Fair use et numérique : la Commission européenne prépare les esprits à plus de tolérance

La commissaire européenne en charge du numérique, Neelie Kroes, s’est
exprimée – le 2 mai sur son blog – en faveur de la consultation de la Hadopi sur
les « exceptions au droit d’auteur et aux droits voisins ». En toile de fond : l’idée
– encore taboue – d’un fair use en Europe.

« Une évolution vers une approche ouverte des exceptions (fair use), sur le modèle
des Etats-Unis, vous semble-t-elle souhaitable, ou pensez-vous que le maintien de l’approche française et communautaire (liste limitative d’exceptions) demeure préférable ? Pourquoi ? ».

Exception au droit d’auteur en question
Telle est l’une des questions fondamentales que pose la Hadopi dans sa consultation publique pilotée par Jacques Toubon sur les « exceptions au droit d’auteur et aux droits voisins », lancée le 29 février dernier et prolongée jusqu’au 15 juillet (au lieu du 15 mai).
Le fair use : quésaco ? La Hadopi rappelle que ce principe « permet de faire échapper à l’autorisation des titulaires de droits certaines utilisations non définies par la loi ». En clair, ce droit de reproduire ou de copier une oeuvre sans avoir besoin d’obtenir l’autorisation des ayants droits est déjà appliqué aux Etats-Unis, au Canada et dans la plupart des
pays du Commonwealth, lesquels prévoient des limitations et des exceptions aux droits exclusifs de l’auteur sur son oeuvre (droit d’auteur ou copyright) – mais sans lister ces limitations dans la loi.

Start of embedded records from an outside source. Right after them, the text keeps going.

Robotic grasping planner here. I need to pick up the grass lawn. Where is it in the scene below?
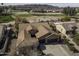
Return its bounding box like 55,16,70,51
0,15,14,23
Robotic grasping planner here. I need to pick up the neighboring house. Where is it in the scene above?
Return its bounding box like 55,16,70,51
16,28,39,55
62,23,76,34
16,29,38,47
55,22,76,34
36,25,51,40
27,25,38,37
36,25,58,43
55,23,66,34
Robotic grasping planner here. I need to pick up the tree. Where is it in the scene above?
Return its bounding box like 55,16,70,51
63,7,77,16
72,26,77,34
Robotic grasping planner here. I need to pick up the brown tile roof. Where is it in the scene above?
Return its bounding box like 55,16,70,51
36,25,50,38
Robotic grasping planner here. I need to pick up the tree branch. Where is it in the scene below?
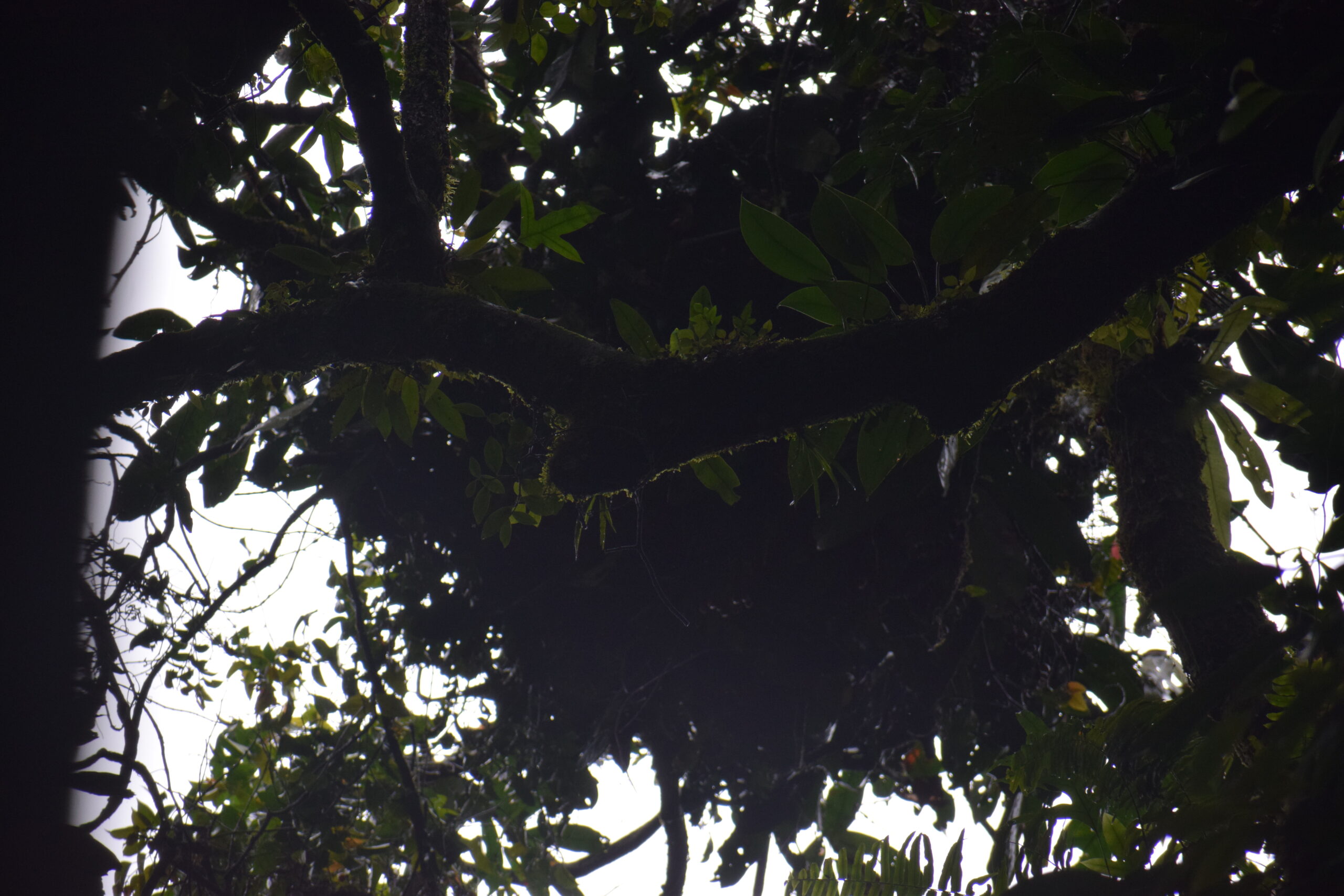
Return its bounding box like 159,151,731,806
402,0,453,211
1106,351,1277,682
653,755,689,896
97,94,1324,494
564,815,663,877
295,0,442,283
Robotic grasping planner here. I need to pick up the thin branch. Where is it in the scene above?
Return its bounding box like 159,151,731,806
295,0,442,282
564,814,663,877
103,196,163,302
338,508,438,882
228,101,334,125
653,750,689,896
79,489,327,830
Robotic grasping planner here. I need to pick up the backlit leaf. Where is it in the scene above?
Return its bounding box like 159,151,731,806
738,196,833,283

Car à la différence de la notion plus restrictive de la copie privée adoptée en Europe, où le droit fixe seulement les limites au-delà desquelles le droit d’auteur doit être respecté, le fair use se veut plus souple, plus ouvert et plus tolérant – laissant les tribunaux juger le cas échéant ce qui est relève effectivement d’un « usage loyal », raisonnable ou acceptable. Avec Internet, les réseaux sociaux, le streaming (1),
le peer-to-peer et plus encore le cloud computing, le fair use semblerait plus adapté –
car plus flexible – aux évolutions des usages du numérique que les listes d’exceptions rapidement dépassées et une notion de copie privée à géométrie variable. Aux Etats-Unis, la copie d’une musique ou d’un film pour un usage personnel est couverte par ce que l’on appelle le droit au format shifting – comprenez conversion du fichier en différents formats pour différents usages dans différents environnement personnels – toléré sur la base du principe du fair use.
Mais cette tolérance n’est pas prévue dans le droit communautaire. Ainsi, en Europe, le régime des exceptions – y compris l’exception pour copie privée – prime et ne permet
pas de légaliser un transfert de fichiers, notamment dans le nuage informatique s’il dépasse l’usage privé ou le cercle familial. « Ne ratez pas cette opportunité ! », a lancé sur son blog la commissaire européenne, Neelie Kroes, pour inciter à répondre à la consultation « importante » de l’Hadopi pour « donner son avis sur quelles exceptions seraient légitimes, pour le régime français du droit d’auteur, au vu de l’actuelle révolution digitale ». Et d’ajouter : « Combattre le piratage ne se fait pas uniquement par des mesures coercitives. (…) Je ne suis pas fan des mesures qui punissent les individus
ou familles en coupant l’accès à Internet ». La Commission européenne s’est justement engagée dans un réexamen de la directive de 2001 sur « l’harmonisation de certains aspects du droit d’auteur et des droits voisins dans la société de l’information » (2). Le cabinet de Neelie Kroes a précisé à Edition Multimédi@ que cela « incluait une analyse
de la portée qui a été donnée aux différentes exceptions mentionnées par ce texte et de
la capacité de ces dispositions à faire face aux enjeux et à relever les défis de l’ère numérique ». Très écouté par la Commission européenne, le professeur Bernt Hugenholtz – directeur de l’Institut du droit de l’information (IViR) à l’Université d’Amsterdam, ainsi que conseiller de l’OMPI, de la Commission européenne et du Parlement européen (3) – a d’ailleurs publié en novembre 2011 une étude explicite intitulée « Fair use en Europe.
A la recherche de flexibilités ».
Aux Etats-Unis, le principe du fair use – codifié dans la Copyright Law – évolue continuellement à la lumière de la jurisprudence américaine et au rythme de l’appropriation de nouvelles technologies numériques par les utilisateurs. D’aucuns en Europe voit dans le fair use – longtemps sujet tabou chez les ayants droits européens – une insécurité juridique. D’où une volonté sur le Vieux Continent de fixer des limites, ce qui prévaut jusqu’à maintenant. En France, par exemple, le Code de la propriété intellectuelle ,
dresse une liste à la Prévert des exceptions : « L’auteur ne peut interdire : (…) les représentations privées et gratuites effectuées exclusivement dans un cercle de famille ; (…) les copies ou reproductions strictement réservées à l’usage privé (…) ; les analyses et courtes citations (…) ; les revues de presse ; [etc.,etc., ndlr] » (4).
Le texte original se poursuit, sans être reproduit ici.